Written by: Kevin Heinrichs (View All Posts • View Bio ) Published: December 6, 2012
Categorized: Divorce, Finances, Procedure, Property Division.

In the recently released decision of Zwiers v. Thompson, the BC Supreme Court looked at the priority ranking of charges registered against the family residence. There were three charges filed: the wife filed a certificate of pending litigation in May 2010, the Family Maintenance Enforcement Program registered a charge in June 2011, and the husband’s lawyer filed a charge for his fees in July 2011. The husband’s share of the sale proceeds was held in trust until the determination of these charges was made.

Subsequent to the sale of the family residence, the wife claimed repayment from the husband’s share of the net sale proceeds for child support arrears, mortgage payments, property taxes, utility payments and renovation expenses.

The issue before the Court was whether the wife’s certificate of pending litigation, filed before the husband’s lawyer’s charge, provided authority for paying additional funds to her even though she had already received her share of the net sale proceeds.  The lawyer’s position was that the wife’s CPL provided no further security beyond her one half share of the net sale proceeds.

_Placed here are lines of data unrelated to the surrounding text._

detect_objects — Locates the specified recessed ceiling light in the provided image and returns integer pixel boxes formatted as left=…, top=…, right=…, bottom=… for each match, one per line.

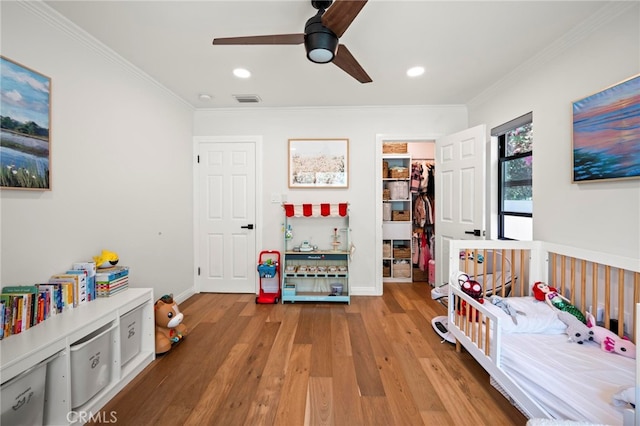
left=407, top=66, right=425, bottom=77
left=233, top=68, right=251, bottom=78
left=198, top=94, right=212, bottom=101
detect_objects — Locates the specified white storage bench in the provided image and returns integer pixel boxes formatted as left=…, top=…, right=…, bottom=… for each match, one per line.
left=0, top=288, right=155, bottom=425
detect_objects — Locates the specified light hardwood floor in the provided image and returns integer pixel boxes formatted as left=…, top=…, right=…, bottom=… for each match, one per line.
left=94, top=282, right=527, bottom=425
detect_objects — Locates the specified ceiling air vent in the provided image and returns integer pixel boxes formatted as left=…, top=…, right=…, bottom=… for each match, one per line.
left=233, top=94, right=261, bottom=104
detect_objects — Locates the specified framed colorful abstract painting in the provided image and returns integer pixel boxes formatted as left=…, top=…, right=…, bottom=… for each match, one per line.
left=572, top=74, right=640, bottom=183
left=0, top=56, right=51, bottom=190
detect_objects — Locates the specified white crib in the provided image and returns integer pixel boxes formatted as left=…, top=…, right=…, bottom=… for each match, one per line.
left=446, top=240, right=639, bottom=426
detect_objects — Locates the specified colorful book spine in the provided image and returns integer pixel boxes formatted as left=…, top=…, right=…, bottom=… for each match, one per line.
left=50, top=275, right=84, bottom=307
left=65, top=270, right=88, bottom=304
left=2, top=286, right=38, bottom=328
left=63, top=282, right=74, bottom=309
left=14, top=296, right=23, bottom=334
left=0, top=300, right=5, bottom=340
left=0, top=295, right=13, bottom=337
left=36, top=292, right=44, bottom=324
left=38, top=284, right=63, bottom=315
left=97, top=275, right=129, bottom=297
left=95, top=266, right=129, bottom=283
left=72, top=261, right=97, bottom=301
left=47, top=280, right=74, bottom=310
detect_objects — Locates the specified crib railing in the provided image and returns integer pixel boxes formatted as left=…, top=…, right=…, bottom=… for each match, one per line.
left=458, top=247, right=530, bottom=297
left=449, top=286, right=499, bottom=360
left=449, top=240, right=640, bottom=343
left=548, top=248, right=640, bottom=342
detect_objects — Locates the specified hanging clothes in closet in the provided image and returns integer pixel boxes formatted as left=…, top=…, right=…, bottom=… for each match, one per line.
left=410, top=162, right=423, bottom=193
left=411, top=161, right=435, bottom=274
left=411, top=161, right=426, bottom=268
left=423, top=164, right=435, bottom=272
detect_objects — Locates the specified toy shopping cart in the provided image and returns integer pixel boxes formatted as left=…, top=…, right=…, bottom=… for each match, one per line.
left=256, top=250, right=281, bottom=304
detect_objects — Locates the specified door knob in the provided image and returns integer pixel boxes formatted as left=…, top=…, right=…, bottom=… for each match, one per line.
left=464, top=229, right=481, bottom=236
left=241, top=224, right=254, bottom=230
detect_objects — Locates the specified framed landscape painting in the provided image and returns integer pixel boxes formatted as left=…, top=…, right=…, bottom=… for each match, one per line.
left=572, top=74, right=640, bottom=183
left=1, top=56, right=51, bottom=190
left=288, top=138, right=349, bottom=188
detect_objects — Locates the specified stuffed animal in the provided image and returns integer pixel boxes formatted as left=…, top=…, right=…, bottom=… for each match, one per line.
left=93, top=250, right=119, bottom=268
left=459, top=277, right=484, bottom=321
left=154, top=294, right=188, bottom=354
left=558, top=311, right=594, bottom=344
left=586, top=312, right=636, bottom=359
left=532, top=282, right=586, bottom=323
left=490, top=295, right=524, bottom=325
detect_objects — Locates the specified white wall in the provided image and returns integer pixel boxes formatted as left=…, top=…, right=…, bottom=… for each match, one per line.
left=4, top=1, right=636, bottom=302
left=469, top=4, right=640, bottom=259
left=194, top=107, right=467, bottom=294
left=1, top=2, right=195, bottom=299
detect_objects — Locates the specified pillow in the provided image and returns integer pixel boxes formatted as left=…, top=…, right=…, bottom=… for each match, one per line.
left=483, top=296, right=567, bottom=334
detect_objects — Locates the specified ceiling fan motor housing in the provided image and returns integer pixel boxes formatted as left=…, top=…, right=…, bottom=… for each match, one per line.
left=304, top=12, right=338, bottom=63
left=311, top=0, right=333, bottom=11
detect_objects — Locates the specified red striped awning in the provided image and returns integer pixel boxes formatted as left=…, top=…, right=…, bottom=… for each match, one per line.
left=283, top=203, right=348, bottom=217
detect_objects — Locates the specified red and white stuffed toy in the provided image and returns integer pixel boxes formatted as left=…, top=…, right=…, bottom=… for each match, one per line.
left=458, top=276, right=484, bottom=320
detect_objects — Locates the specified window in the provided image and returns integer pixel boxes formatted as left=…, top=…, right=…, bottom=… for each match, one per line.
left=493, top=113, right=533, bottom=240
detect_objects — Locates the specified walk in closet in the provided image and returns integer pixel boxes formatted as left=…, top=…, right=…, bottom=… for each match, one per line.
left=381, top=141, right=435, bottom=284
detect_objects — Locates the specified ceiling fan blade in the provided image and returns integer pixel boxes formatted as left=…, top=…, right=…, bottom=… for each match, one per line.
left=212, top=34, right=305, bottom=45
left=322, top=0, right=368, bottom=38
left=332, top=44, right=372, bottom=84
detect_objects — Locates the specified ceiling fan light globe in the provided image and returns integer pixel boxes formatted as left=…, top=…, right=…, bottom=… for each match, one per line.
left=308, top=48, right=334, bottom=63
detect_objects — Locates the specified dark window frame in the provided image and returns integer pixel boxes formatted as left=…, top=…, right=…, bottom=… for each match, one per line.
left=493, top=113, right=533, bottom=240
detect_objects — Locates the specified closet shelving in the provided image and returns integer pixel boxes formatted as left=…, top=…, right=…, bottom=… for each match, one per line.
left=281, top=203, right=350, bottom=303
left=382, top=152, right=412, bottom=282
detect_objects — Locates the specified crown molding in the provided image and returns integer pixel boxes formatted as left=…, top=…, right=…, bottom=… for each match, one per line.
left=17, top=0, right=194, bottom=110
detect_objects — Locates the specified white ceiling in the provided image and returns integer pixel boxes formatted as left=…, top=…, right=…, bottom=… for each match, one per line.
left=44, top=0, right=610, bottom=109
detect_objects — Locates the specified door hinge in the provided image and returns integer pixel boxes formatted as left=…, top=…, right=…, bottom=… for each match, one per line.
left=197, top=267, right=200, bottom=276
left=197, top=155, right=200, bottom=163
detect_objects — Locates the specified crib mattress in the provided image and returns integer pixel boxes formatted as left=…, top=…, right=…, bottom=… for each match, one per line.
left=499, top=333, right=634, bottom=425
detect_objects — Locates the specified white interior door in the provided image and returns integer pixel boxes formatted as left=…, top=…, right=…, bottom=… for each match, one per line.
left=435, top=125, right=486, bottom=287
left=197, top=141, right=256, bottom=293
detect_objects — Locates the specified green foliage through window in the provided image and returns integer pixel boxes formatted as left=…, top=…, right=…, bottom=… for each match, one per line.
left=496, top=114, right=533, bottom=240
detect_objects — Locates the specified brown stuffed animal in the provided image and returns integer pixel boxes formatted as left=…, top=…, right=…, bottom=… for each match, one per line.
left=154, top=294, right=188, bottom=354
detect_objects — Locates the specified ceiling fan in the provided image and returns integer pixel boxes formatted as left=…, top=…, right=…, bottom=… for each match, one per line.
left=212, top=0, right=372, bottom=84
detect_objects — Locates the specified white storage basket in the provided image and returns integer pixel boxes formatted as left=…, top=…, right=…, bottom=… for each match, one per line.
left=70, top=322, right=116, bottom=408
left=120, top=304, right=144, bottom=366
left=1, top=358, right=49, bottom=425
left=383, top=203, right=392, bottom=221
left=387, top=181, right=409, bottom=200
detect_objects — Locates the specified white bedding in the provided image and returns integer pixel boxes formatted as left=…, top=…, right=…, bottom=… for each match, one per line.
left=499, top=333, right=635, bottom=425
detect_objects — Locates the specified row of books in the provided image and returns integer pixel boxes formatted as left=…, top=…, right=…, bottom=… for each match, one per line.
left=0, top=264, right=129, bottom=340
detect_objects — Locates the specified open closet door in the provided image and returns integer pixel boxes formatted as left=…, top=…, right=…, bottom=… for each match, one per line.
left=435, top=125, right=486, bottom=287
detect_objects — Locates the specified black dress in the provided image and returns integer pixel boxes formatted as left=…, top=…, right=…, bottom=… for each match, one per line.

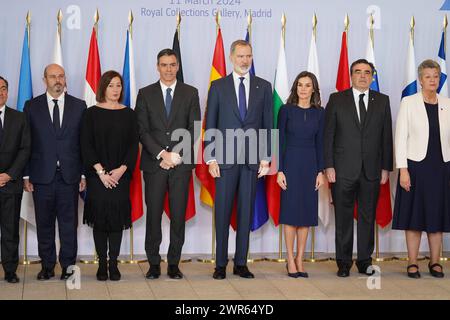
left=393, top=102, right=450, bottom=232
left=80, top=106, right=139, bottom=232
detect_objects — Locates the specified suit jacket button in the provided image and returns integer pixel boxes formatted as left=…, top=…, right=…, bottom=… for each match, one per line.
left=165, top=146, right=169, bottom=150
left=166, top=132, right=170, bottom=135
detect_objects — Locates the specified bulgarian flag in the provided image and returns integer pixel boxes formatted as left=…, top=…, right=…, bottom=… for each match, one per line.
left=122, top=27, right=144, bottom=223
left=84, top=27, right=101, bottom=108
left=265, top=29, right=289, bottom=227
left=195, top=28, right=226, bottom=209
left=162, top=28, right=196, bottom=221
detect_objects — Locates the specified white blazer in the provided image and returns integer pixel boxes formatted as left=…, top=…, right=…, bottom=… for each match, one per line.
left=395, top=92, right=450, bottom=168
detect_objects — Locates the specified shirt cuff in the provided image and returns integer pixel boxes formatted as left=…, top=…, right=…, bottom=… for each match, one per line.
left=206, top=159, right=217, bottom=165
left=156, top=150, right=165, bottom=160
left=23, top=176, right=29, bottom=180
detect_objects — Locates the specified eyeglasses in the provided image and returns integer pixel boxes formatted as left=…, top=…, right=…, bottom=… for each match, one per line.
left=46, top=75, right=65, bottom=80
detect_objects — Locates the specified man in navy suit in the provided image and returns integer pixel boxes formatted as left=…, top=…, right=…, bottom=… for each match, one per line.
left=23, top=64, right=87, bottom=280
left=0, top=76, right=31, bottom=283
left=205, top=40, right=273, bottom=279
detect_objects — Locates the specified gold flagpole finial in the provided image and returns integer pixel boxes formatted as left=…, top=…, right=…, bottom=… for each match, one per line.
left=410, top=16, right=415, bottom=44
left=57, top=9, right=63, bottom=40
left=344, top=13, right=349, bottom=32
left=94, top=8, right=100, bottom=25
left=128, top=10, right=134, bottom=37
left=281, top=13, right=286, bottom=48
left=312, top=12, right=317, bottom=39
left=176, top=10, right=181, bottom=28
left=26, top=10, right=31, bottom=26
left=444, top=14, right=448, bottom=29
left=247, top=10, right=252, bottom=27
left=215, top=10, right=221, bottom=27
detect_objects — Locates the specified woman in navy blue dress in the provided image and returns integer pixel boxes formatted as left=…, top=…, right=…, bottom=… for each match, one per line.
left=277, top=71, right=325, bottom=278
left=393, top=59, right=450, bottom=279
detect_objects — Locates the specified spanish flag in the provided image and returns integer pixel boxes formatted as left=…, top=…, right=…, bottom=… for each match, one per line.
left=195, top=28, right=226, bottom=208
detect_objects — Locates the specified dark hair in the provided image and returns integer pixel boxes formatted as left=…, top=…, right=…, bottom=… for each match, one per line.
left=350, top=59, right=374, bottom=75
left=157, top=48, right=178, bottom=64
left=230, top=39, right=252, bottom=54
left=96, top=70, right=124, bottom=103
left=286, top=71, right=321, bottom=108
left=0, top=76, right=8, bottom=90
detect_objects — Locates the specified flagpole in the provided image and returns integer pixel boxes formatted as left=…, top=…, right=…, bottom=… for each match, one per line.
left=303, top=13, right=328, bottom=263
left=266, top=13, right=287, bottom=263
left=198, top=11, right=222, bottom=264
left=20, top=11, right=40, bottom=266
left=80, top=9, right=101, bottom=265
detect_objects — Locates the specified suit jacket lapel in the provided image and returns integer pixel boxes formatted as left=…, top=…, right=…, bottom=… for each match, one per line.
left=153, top=82, right=169, bottom=127
left=168, top=83, right=182, bottom=127
left=364, top=90, right=376, bottom=128
left=39, top=94, right=55, bottom=135
left=226, top=74, right=242, bottom=122
left=60, top=93, right=70, bottom=134
left=345, top=89, right=360, bottom=129
left=0, top=107, right=11, bottom=150
left=246, top=75, right=258, bottom=122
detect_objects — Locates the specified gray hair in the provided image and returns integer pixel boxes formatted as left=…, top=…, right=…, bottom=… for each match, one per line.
left=230, top=40, right=252, bottom=54
left=418, top=59, right=441, bottom=79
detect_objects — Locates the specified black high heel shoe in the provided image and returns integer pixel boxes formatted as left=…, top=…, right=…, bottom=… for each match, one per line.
left=428, top=263, right=444, bottom=278
left=286, top=264, right=299, bottom=278
left=407, top=264, right=421, bottom=279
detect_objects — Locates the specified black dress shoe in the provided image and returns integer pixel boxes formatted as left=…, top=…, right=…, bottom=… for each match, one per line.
left=337, top=268, right=350, bottom=277
left=428, top=263, right=444, bottom=278
left=4, top=272, right=20, bottom=283
left=213, top=266, right=226, bottom=280
left=146, top=264, right=161, bottom=279
left=233, top=265, right=255, bottom=279
left=167, top=265, right=183, bottom=279
left=37, top=268, right=55, bottom=281
left=96, top=261, right=108, bottom=281
left=60, top=267, right=74, bottom=280
left=286, top=264, right=299, bottom=278
left=357, top=264, right=375, bottom=276
left=407, top=264, right=421, bottom=279
left=297, top=272, right=309, bottom=278
left=109, top=261, right=121, bottom=281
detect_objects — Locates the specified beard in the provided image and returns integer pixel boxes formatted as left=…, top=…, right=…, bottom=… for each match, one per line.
left=235, top=65, right=251, bottom=75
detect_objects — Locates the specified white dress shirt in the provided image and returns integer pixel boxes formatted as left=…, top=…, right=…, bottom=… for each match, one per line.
left=156, top=80, right=177, bottom=160
left=46, top=92, right=65, bottom=126
left=232, top=71, right=250, bottom=109
left=352, top=87, right=369, bottom=122
left=0, top=104, right=5, bottom=126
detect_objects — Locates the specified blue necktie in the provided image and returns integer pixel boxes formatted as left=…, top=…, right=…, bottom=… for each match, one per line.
left=165, top=88, right=172, bottom=117
left=53, top=99, right=61, bottom=132
left=238, top=77, right=247, bottom=120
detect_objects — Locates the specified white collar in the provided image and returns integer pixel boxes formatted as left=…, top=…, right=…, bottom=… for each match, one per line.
left=46, top=92, right=65, bottom=104
left=233, top=71, right=250, bottom=82
left=352, top=87, right=369, bottom=96
left=160, top=80, right=177, bottom=92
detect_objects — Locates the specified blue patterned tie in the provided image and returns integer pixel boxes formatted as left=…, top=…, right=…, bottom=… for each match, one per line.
left=238, top=77, right=247, bottom=120
left=165, top=88, right=172, bottom=117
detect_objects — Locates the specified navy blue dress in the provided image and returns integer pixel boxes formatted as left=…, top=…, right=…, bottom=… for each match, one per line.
left=393, top=102, right=450, bottom=232
left=278, top=104, right=325, bottom=227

The Court ruled in the wife’s favour, finding that the CPL had been pleaded broadly enough to encompass her one half share of the proceeds and potentially any claims for additional sale proceeds.

The Court looked at the wife’s statement of claim to determine what relief was sought in the language asking for a CPL. In particular, the Court found that because her pleadings stated that she asserted an interest in “all or part” of the husband’s interest to the residence (and all other family assets) by way of a trust claim she claimed, effectively, an interest in the entire family residence. That statement was enough to grant her priority over the husband’s lawyer’s charge.

The Court declined to determine whether the monies claimed by the wife were legitimate charges, however, as it required further evidence to do so.

This case tells us that the manner in which pleadings are written is of the utmost importance – as they may be referred to in any stage of the action. Making a claim for a share of family assets should include a trust claim over all, or part, of the assets.